Amid one of the worst measles outbreak the United States has seen in decades, and a seemingly increasing amount of unscientific fodder regarding the safety and effectiveness of vaccinations, Biel's advocacy with Kennedy was raising some eyebrows. Realizing that her intentions may be misinterpreted, she took to her own social media pages to clarify what she really thinks, and what she is advocating for.
"I am not against vaccinations — I support children getting vaccinations and I also support families having the right to make educated medical decisions for their children alongside their physicians," Biel wrote.
"My dearest friends have a child with a medical condition that warrants an exemption from vaccinations, and should this bill pass, it would greatly affect their family’s ability to care for their child in this state," she continued. "That’s why I spoke to legislators and argued against this bill. Not because I don’t believe in vaccinations, but because I believe in giving doctors and the families they treat the ability to decide what’s best for their patients and the ability to provide that treatment."
On Wednesday, The Daily Beast reported that Biel had come together with Kennedy to lobby against SB 276, a bill that proposes to limit medical exemptions from vaccinations without "approval from a public state health officer." The Los Angeles Times reported that official estimates suggest it would reduce the rate of vaccine exemptions by nearly 40 percent, leading to the assumption that Biel was herself against vaccinations.
However, the bill's essential purpose was to limit the "disproportionate number of exemption requests" that are seen in states like California, as HuffPost reported. This could be a means through which some individuals who believe that vaccinations are dangerous or harmful to their children are skirting around being required to receive them.
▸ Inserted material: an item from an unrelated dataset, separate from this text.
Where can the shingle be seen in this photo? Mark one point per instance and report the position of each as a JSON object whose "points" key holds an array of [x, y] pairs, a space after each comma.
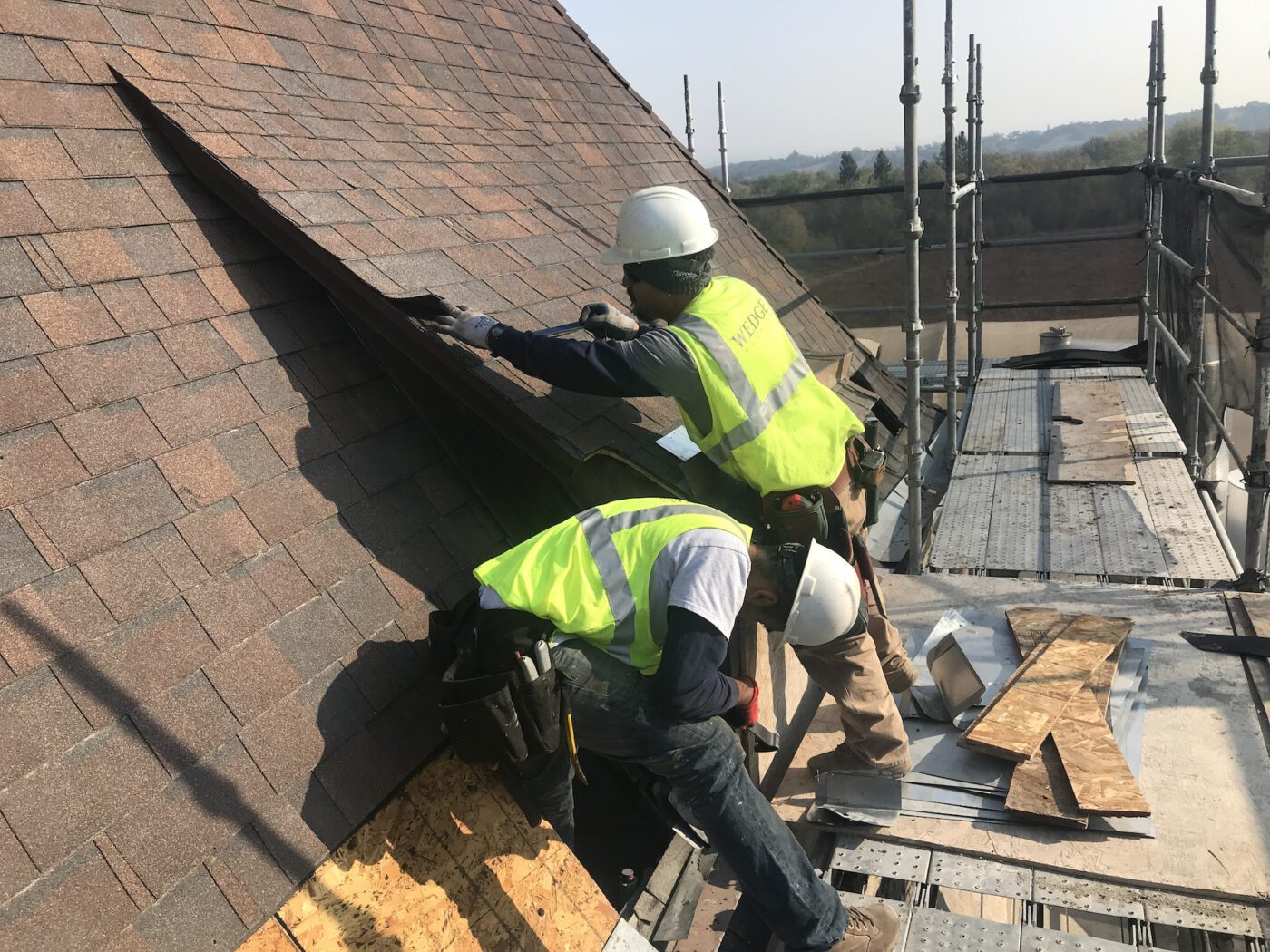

The idea that vaccines are unsafe is a myth. According to PublicHealth, this idea can be traced back to a 1997 study originated by Andrew Wakefield, a UK-based surgeon. The article, which was published in The Lancet, suggested that the measles, mumps, rubella (MMR) vaccine was responsible for the increase in autism diagnoses in children.
However, as the U.S. National Library of Medicine National Institutes of Health has stated, the paper had seen been retracted and then discredited, on account of procedural errors, undisclosed "financial conflicts of interest," and other "ethical violations." Wakefield lost his medical license, and the NCBI attributed the following drop in vaccinations due to the paper itself. Ultimately, the retraction noted that there was "no correlation" between the MMR and Autism, debunking it completely.
However, the seed was planted in the public consciousness, it seems. Today, there are still many rumors gaining popularity that vaccinations are in some way unsafe or potentially harmful to children, which is not only not backed by any research, but also potentially more dangerous as herd immunity decreases and exposes children who legitimately cannot receive vaccinations due to potential life-threatening or ending diseases.
Celebrity endorsement is a powerful thing, and as we've seen in recent months, when an individual with a lot of clout advocates for policy and politics, people take note. This is why it is essential to hold all notable individuals accountable for what they are advocating for, and what the potential consequences could be.